In Border Patrol Nation, I document a number of instances that could seem as if they were a part of an area under a state of exception. I describe people pulled out of cars and handcuffed, as gunmen crouch with their rifles pointed. I describe a Native American man pepper-sprayed by agents, pulled out of his truck and knocked briefly unconscious with a baton. I describe instances of home invasions and the Homeland Security tactic of the early morning raids, pounding on people’s doors while they are still asleep, and handcuffing people who are still in bed and disoriented. In a way, you can describe the United States as a country in a constant low-intensity wartime posture, and if you fit a certain profile, if you have a certain skin complexion, an accent to your tone, are from a particular place in the globe, if you are associated with certain communities, or even carry certain political ideologies, you could be easily targeted by this enforcement regime.

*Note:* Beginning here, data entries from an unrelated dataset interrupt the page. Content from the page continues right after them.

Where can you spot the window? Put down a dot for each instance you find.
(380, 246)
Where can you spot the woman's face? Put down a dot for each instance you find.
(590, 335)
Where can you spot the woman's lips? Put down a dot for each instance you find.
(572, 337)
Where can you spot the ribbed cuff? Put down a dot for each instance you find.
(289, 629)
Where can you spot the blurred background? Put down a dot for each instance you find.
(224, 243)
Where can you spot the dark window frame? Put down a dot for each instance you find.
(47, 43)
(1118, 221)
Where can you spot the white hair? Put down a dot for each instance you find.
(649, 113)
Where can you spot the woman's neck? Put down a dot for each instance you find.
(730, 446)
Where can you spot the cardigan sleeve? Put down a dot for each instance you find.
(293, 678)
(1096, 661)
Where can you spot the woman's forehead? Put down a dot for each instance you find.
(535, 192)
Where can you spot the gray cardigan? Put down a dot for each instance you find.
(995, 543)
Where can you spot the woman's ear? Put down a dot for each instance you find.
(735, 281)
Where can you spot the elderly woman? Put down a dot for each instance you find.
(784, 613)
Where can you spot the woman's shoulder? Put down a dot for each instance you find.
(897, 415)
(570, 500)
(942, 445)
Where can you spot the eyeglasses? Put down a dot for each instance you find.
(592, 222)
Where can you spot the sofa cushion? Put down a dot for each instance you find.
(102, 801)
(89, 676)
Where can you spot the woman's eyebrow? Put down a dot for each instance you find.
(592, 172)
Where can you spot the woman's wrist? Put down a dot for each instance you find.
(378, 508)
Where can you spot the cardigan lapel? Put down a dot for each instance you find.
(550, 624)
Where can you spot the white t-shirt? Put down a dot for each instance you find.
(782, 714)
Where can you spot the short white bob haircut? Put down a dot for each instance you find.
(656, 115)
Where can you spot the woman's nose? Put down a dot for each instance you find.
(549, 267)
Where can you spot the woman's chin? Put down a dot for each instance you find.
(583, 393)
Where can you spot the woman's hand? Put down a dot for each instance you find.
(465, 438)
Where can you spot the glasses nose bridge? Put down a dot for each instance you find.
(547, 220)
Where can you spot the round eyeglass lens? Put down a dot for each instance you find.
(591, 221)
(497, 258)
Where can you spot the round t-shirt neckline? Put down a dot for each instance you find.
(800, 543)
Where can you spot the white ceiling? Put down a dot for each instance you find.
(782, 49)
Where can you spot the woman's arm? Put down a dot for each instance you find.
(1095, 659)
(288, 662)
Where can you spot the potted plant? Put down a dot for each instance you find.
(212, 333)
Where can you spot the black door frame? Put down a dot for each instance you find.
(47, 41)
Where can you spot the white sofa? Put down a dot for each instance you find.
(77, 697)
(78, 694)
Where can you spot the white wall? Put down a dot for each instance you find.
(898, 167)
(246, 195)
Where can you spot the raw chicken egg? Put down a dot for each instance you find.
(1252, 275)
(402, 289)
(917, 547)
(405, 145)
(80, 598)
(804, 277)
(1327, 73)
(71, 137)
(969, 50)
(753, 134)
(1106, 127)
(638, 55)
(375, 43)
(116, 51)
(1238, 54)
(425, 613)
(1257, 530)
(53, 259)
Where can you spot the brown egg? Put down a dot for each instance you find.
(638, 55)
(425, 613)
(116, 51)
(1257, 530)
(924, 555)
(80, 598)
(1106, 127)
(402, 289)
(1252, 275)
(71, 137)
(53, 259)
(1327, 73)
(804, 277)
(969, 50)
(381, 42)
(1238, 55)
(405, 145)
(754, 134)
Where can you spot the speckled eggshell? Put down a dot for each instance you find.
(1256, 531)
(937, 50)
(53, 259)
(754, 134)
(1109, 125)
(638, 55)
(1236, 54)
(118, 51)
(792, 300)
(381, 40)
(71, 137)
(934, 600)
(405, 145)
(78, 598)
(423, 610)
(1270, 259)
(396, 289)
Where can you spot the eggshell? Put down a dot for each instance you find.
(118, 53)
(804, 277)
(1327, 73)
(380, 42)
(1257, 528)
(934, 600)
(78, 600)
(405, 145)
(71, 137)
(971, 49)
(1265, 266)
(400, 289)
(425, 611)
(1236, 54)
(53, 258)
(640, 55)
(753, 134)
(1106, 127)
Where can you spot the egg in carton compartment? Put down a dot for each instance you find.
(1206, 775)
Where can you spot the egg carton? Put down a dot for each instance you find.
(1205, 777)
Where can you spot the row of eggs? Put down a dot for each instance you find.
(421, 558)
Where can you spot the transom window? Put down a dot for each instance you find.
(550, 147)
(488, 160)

In the early 1990s, there were less than 4,000 US Border Patrol agents. Now there are approximately 22,000. Customs and Border Protection (CBP), the parent agency of Border Patrol (and now the largest federal law enforcement agency at 60,000), didn’t exist. Immigration and Customs Enforcement, now at 20,000 agents, didn’t exist. The types of border and immigration enforcement programs that these Homeland Security agencies have, with their “force multipliers,” more than 650,000 state and local police nationwide – didn’t exist.